Item 5.02. |
Departure of Directors or Certain Officers; Election of Directors; Appointment of Certain Officers; Compensatory Arrangements of Certain Officers. |
Performance Stock Unit Grant and Cash Bonus
IonQ, Inc.’s (the “Company”) executive compensation philosophy includes the following principles: connecting compensation to technical roadmap progression and financial measures that correlate strongly with total stockholder returns; balancing short-term financial results with long-term strategic objectives; rewarding achievement of challenging corporate objectives and exceeding performance measures, without encouraging inappropriate risk-taking; providing competitive pay packages capable of attracting and retaining top talent, sometimes from larger, well-established technology companies; and rewarding extraordinary results and performance.
On December 16, 2024 (the “Grant Date”), in reliance on the above-mentioned compensation philosophy principles and considering input from its independent advisors, the independent members of the Board of Directors (the “Board”) of the Company granted Peter Chapman, the Company’s President and Chief Executive Officer, an award of performance stock units (the “PSUs”, and the “Chapman PSU Award”) pursuant to the already existing management performance stock unit program. In addition, on December 16, 2024, the Board approved a cash incentive award of $10,000,000 to Mr. Chapman (the “2024 Chapman Bonus”) for 2024, a cash incentive award of $10,000,000 to Mr. Chapman for 2025 (the “2025 Chapman Bonus”) and an annual salary increase from $505,000 to $700,000 for Mr. Chapman.
No additional cash or equity incentives for Mr. Chapman are currently contemplated by the Board prior to 2027.

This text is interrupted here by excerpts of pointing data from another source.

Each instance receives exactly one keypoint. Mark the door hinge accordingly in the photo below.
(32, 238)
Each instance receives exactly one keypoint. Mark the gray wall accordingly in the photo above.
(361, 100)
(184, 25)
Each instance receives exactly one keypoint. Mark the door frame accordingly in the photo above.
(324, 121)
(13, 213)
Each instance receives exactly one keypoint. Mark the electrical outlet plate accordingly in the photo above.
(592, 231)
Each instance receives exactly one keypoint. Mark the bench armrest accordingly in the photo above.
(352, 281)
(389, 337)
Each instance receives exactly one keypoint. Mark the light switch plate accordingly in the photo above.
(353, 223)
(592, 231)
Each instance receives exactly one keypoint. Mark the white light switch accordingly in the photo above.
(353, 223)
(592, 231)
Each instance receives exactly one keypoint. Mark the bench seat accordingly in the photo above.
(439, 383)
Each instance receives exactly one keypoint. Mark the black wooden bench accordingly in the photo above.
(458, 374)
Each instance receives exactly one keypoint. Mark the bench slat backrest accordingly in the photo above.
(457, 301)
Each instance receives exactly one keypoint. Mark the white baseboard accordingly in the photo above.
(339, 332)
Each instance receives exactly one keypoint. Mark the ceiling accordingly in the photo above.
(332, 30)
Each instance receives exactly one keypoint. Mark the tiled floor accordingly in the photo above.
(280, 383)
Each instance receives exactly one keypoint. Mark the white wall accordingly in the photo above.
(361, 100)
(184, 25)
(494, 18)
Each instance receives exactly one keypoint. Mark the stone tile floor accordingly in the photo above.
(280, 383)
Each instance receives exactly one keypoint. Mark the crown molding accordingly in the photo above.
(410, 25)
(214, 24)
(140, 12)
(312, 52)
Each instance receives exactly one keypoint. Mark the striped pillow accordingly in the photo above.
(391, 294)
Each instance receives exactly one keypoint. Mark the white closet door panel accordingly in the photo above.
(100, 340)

Terms of the Chapman PSU Award
The Chapman PSU Award provides Mr. Chapman with an opportunity to earn 119,588 shares of Company common stock based on target performance aggregated between the Grant Date and December 31, 2026 (the “Performance Period”) with respect to certain technical and financial goals, each of which represent 50% of the target PSU opportunity, and a stock price hurdle requirement. If the Company’s 60-trading day average closing price per share of common stock does not equal or exceed a pre-defined share price at the end of the Performance Period, the maximum PSU opportunity shall be limited to target (100%) performance. Achievement could range from 0% to 300% (358,764 shares) of the target number of PSUs offered to Mr. Chapman. Each PSU granted represents the right to receive one share of common stock based on target performance, but the ultimate number of shares of common stock earned with respect to Mr. Chapman’s PSU Award will be determined as of the completion of the Performance Period. The Performance Period will end on December 31, 2026, unless the maximum performance goals are achieved before December 31, 2025, which would accelerate the Performance Period end date to December 31, 2025. There will be no other progress performance vesting during the Performance Period.